The sport's governing body is holding its annual national championships next month at Emirates Arena in Glasgow, a venue whose capacity makes it the largest event of its kind amongst the home nations' boxing associations. The sport, which has always appealed to Scotland's sense of itself as a gritty, working class country, is seeking a renaissance, and a combination of rule changes and the quality of the talent coming through the ranks, provides a perfect opportunity.
The finals, to be held next month, will include the likes of Lewis Benson, twice a Scottish and British senior champion. As well as fighting for national titles, the boxers will also be competing for places in Scotland's Commonwealth Games team, which will add further layers of intrigue and excitement to the competition. The sport intends to grasp an opportunity to appeal to more people while it is in the limelight.
"This year's event will be the biggest and best championships of all time," said Richard Thomas, chairman of Boxing Scotland. "One hundred and seventy boxers have entered, and never before have we had an Olympian, a Commonwealth Games silver medallist, four boxers from the last Commonwealth Games team, two GB champions, a world silver medallist and a European youth bronze medallist, so we have the full depth and breadth of talent. Also, the headguards have been removed and the single-point computer scoring system, which had a lot of boxing people thinking that the boxing was a bit dull to watch, has been done away with and we're now down to a 10-point marking system.

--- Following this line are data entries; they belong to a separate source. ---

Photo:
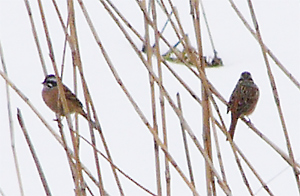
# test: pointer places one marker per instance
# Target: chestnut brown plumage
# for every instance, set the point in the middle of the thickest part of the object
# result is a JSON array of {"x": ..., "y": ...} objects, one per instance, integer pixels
[{"x": 243, "y": 100}]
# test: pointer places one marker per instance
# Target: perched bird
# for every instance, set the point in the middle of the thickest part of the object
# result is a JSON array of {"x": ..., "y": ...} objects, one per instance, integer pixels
[
  {"x": 243, "y": 100},
  {"x": 52, "y": 99}
]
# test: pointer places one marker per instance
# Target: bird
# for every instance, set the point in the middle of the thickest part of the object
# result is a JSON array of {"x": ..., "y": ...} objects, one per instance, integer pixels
[
  {"x": 243, "y": 100},
  {"x": 52, "y": 99}
]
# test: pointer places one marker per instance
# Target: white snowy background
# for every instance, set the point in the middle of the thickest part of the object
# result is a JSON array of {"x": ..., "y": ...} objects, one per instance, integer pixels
[{"x": 129, "y": 140}]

"Traditionally, very technical boxers would box to the computer and if one boxer was four or five points ahead, they would fall back on a passive defence in the final round, or to move about a lot, which doesn't create excitement.
"So this will change the style of boxing and you expect boxers like young Charlie Flynn, the GB champion, to benefit. It's about giving these boxers the event that they deserve, in a setting that's befitting of their boxing ability."
Thomas believes there has been a "sea change" in attitudes to boxing, not least since national associations across the world have dropped "amateur" from their title, to remove a sense of inferiority in comparison with the professional ranks. "We have growth in numbers at grassroots level," he said. "We've done well, three medals above expectations in Delhi, a silver medal at the youth world championships, which Scotland has never done before. All the signs are positive."